Customized dataset feature extraction in Charades-STA style

wjun0830 / CGDETR

Official pytorch repository for CG-DETR "Correlation-guided Query-Dependency Calibration in Video Representation Learning for Temporal Grounding"

https://arxiv.org/abs/2311.08835

Other

109 stars 11 forks source link

Closed xijun-cs closed 4 months ago

xijun-cs commented 6 months ago

Hi,

Thanks for your awesome work!

I wanna try your method on a customized dataset, which is similar to Charades-STA.
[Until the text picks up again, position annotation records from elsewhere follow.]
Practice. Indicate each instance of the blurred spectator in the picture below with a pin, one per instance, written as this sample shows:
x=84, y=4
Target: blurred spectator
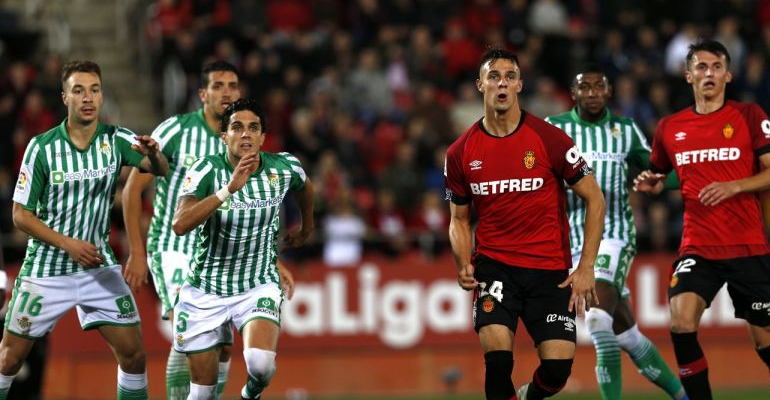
x=389, y=224
x=344, y=232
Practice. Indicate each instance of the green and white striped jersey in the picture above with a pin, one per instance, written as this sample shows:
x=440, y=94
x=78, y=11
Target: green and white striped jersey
x=183, y=139
x=236, y=247
x=608, y=146
x=72, y=192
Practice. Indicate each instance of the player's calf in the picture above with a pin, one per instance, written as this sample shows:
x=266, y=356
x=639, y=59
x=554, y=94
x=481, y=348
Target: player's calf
x=549, y=379
x=260, y=366
x=498, y=384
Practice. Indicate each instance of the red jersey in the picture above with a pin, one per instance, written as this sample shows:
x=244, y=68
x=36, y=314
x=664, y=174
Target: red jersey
x=516, y=185
x=721, y=146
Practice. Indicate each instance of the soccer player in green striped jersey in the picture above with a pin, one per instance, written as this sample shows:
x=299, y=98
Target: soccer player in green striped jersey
x=610, y=143
x=183, y=139
x=233, y=200
x=63, y=196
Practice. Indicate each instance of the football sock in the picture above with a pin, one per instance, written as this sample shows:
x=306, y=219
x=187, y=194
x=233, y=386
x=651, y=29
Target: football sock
x=693, y=368
x=202, y=392
x=177, y=376
x=608, y=371
x=132, y=386
x=5, y=385
x=549, y=378
x=764, y=354
x=648, y=361
x=498, y=384
x=224, y=369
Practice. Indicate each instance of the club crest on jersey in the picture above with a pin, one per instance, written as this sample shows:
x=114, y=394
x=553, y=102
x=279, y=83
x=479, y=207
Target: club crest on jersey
x=21, y=184
x=728, y=131
x=529, y=159
x=187, y=184
x=273, y=179
x=105, y=148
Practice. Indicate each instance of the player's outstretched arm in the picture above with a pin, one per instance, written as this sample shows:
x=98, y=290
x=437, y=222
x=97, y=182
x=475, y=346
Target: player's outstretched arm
x=298, y=236
x=191, y=212
x=136, y=265
x=82, y=252
x=461, y=240
x=154, y=161
x=582, y=279
x=649, y=182
x=717, y=192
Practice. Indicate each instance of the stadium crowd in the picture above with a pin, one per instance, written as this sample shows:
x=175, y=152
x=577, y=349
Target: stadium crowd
x=369, y=93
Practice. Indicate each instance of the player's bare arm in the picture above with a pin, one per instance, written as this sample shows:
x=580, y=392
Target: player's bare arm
x=154, y=161
x=191, y=212
x=136, y=265
x=296, y=237
x=649, y=182
x=461, y=240
x=82, y=252
x=287, y=280
x=717, y=192
x=582, y=279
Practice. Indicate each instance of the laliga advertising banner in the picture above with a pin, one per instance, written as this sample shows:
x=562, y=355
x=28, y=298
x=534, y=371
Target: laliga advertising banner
x=399, y=304
x=402, y=305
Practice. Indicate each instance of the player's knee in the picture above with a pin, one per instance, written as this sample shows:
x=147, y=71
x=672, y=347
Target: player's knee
x=598, y=320
x=225, y=352
x=260, y=364
x=132, y=360
x=631, y=338
x=553, y=374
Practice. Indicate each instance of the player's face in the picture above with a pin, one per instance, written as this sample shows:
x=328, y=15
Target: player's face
x=83, y=97
x=591, y=92
x=221, y=91
x=500, y=82
x=708, y=74
x=244, y=134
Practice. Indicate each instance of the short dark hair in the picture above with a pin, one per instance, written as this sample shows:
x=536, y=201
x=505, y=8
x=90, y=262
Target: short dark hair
x=496, y=54
x=709, y=45
x=215, y=66
x=79, y=66
x=243, y=105
x=591, y=68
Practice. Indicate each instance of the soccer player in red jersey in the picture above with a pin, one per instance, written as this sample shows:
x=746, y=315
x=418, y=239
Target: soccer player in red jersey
x=715, y=148
x=512, y=166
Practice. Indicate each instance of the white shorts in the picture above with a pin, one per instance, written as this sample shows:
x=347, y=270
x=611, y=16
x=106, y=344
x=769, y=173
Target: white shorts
x=100, y=295
x=202, y=321
x=169, y=270
x=613, y=262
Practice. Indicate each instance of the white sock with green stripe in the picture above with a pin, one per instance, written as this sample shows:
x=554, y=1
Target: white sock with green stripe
x=132, y=386
x=177, y=376
x=224, y=369
x=608, y=371
x=5, y=385
x=648, y=361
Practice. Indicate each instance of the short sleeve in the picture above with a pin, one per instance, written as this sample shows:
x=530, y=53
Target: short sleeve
x=198, y=180
x=454, y=178
x=659, y=160
x=32, y=177
x=123, y=141
x=759, y=127
x=298, y=176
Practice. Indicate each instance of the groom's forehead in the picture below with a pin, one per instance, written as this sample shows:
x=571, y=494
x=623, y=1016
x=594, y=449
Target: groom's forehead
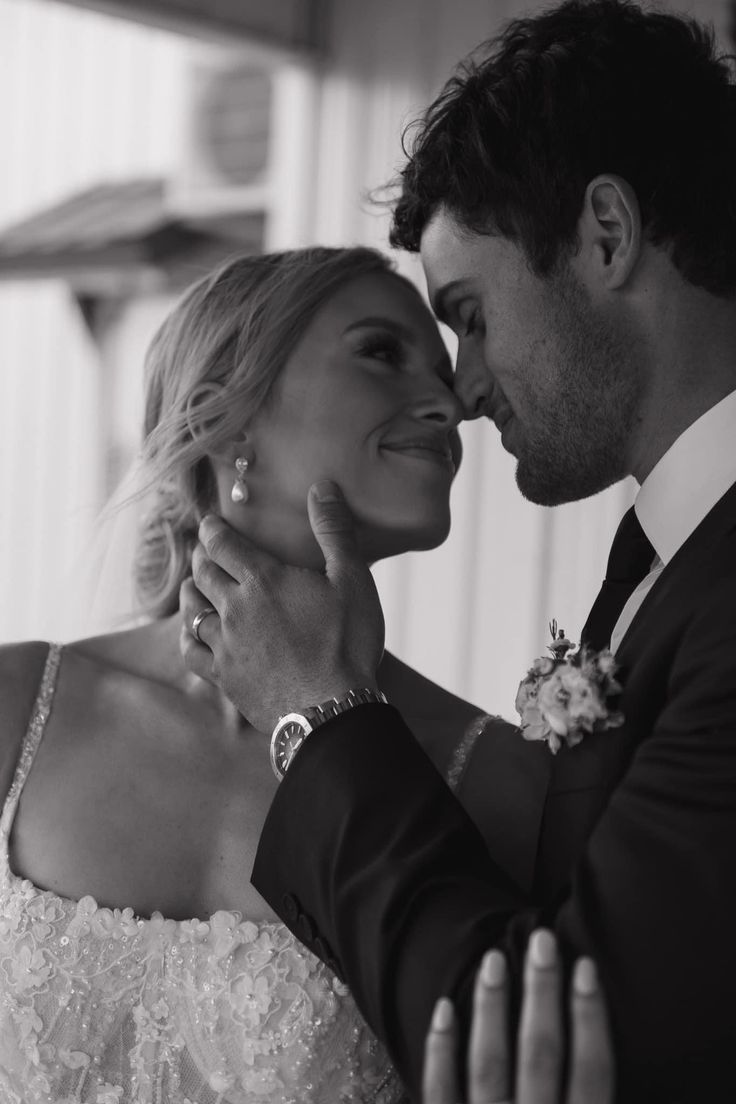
x=443, y=259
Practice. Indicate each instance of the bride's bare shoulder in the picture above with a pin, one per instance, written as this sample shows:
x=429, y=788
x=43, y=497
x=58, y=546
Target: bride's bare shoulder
x=21, y=668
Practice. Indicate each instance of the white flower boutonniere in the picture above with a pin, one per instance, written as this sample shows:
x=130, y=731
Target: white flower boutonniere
x=566, y=694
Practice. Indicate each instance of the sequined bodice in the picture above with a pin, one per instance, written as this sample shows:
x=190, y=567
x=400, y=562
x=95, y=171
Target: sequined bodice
x=99, y=1006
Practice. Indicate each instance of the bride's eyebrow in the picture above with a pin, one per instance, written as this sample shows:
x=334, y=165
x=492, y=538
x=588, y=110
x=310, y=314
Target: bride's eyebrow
x=387, y=324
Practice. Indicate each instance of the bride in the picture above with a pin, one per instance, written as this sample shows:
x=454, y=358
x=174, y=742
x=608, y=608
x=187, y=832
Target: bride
x=138, y=963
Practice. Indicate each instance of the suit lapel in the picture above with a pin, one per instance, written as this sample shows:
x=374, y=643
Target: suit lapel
x=580, y=778
x=503, y=789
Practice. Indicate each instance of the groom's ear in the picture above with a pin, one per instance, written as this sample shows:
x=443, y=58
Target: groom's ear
x=609, y=232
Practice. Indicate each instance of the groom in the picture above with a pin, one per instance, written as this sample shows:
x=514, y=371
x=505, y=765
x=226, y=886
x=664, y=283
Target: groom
x=573, y=194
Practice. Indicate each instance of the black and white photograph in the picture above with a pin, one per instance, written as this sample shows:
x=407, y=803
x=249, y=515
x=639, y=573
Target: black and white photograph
x=368, y=555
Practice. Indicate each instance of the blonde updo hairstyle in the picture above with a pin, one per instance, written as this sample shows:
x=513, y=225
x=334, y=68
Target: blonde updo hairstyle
x=210, y=369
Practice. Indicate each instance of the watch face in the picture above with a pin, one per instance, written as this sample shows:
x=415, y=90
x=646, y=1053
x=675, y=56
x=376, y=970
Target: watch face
x=291, y=733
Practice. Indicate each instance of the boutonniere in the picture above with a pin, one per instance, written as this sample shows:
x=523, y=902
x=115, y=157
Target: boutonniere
x=567, y=694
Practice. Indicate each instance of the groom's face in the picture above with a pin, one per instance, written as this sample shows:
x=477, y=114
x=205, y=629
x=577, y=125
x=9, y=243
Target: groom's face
x=560, y=378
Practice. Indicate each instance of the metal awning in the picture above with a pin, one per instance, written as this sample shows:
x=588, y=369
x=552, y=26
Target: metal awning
x=124, y=233
x=296, y=27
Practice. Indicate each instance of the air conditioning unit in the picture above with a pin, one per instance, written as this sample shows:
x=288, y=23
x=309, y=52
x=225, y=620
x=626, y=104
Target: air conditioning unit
x=227, y=134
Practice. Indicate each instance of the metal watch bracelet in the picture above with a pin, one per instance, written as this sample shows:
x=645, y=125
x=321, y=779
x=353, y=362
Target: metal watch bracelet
x=281, y=754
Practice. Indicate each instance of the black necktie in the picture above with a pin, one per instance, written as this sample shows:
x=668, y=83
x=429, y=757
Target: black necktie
x=629, y=561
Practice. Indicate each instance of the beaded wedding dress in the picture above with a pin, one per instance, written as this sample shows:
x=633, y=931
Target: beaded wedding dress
x=102, y=1007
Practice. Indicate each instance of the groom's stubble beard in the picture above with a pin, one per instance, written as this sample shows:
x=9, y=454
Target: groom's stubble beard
x=582, y=392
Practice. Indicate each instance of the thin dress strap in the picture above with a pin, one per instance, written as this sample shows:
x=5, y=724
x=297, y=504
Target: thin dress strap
x=464, y=750
x=33, y=734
How can I extract the Slowfast + CLIP feature and the text feature on my own?

Best

wjun0830 commented 6 months ago

Hello.

Thank you for your interest in our work. For feature extraction, we suggest you to take a look at Official github repo for CLIP and Slowfast!

Thanks

xijun-cs commented 6 months ago

Thanks for your reply.

For double-check, is the clip model ViT-B/32 and slow-fast model SLOWFAST_8x8_R50?

Thanks

ArlixLin commented 4 months ago

Thanks for your reply.

For double-check, is the clip model ViT-B/32 and slow-fast model SLOWFAST_8x8_R50?

Thanks

I want to know it too~

wjun0830 commented 4 months ago

wjun0830 commented 4 months ago

And for the clip model yes we used clip b 32 model

ArlixLin commented 4 months ago

Thanks, I found my way (ORZ): Your job ->Umt->Moment-DETR->HERO_Video_Feature_Extractor

tiesanguaixia commented 3 months ago

And for the clip model yes we used clip b 32 model

Hi, the visual and text encoder are frozen, just use the offline features, right? Thank you!

wjun0830 commented 3 months ago

And for the clip model yes we used clip b 32 model

Hi, the visual and text encoder are frozen, just use the offline features, right? Thank you!

Yes you are right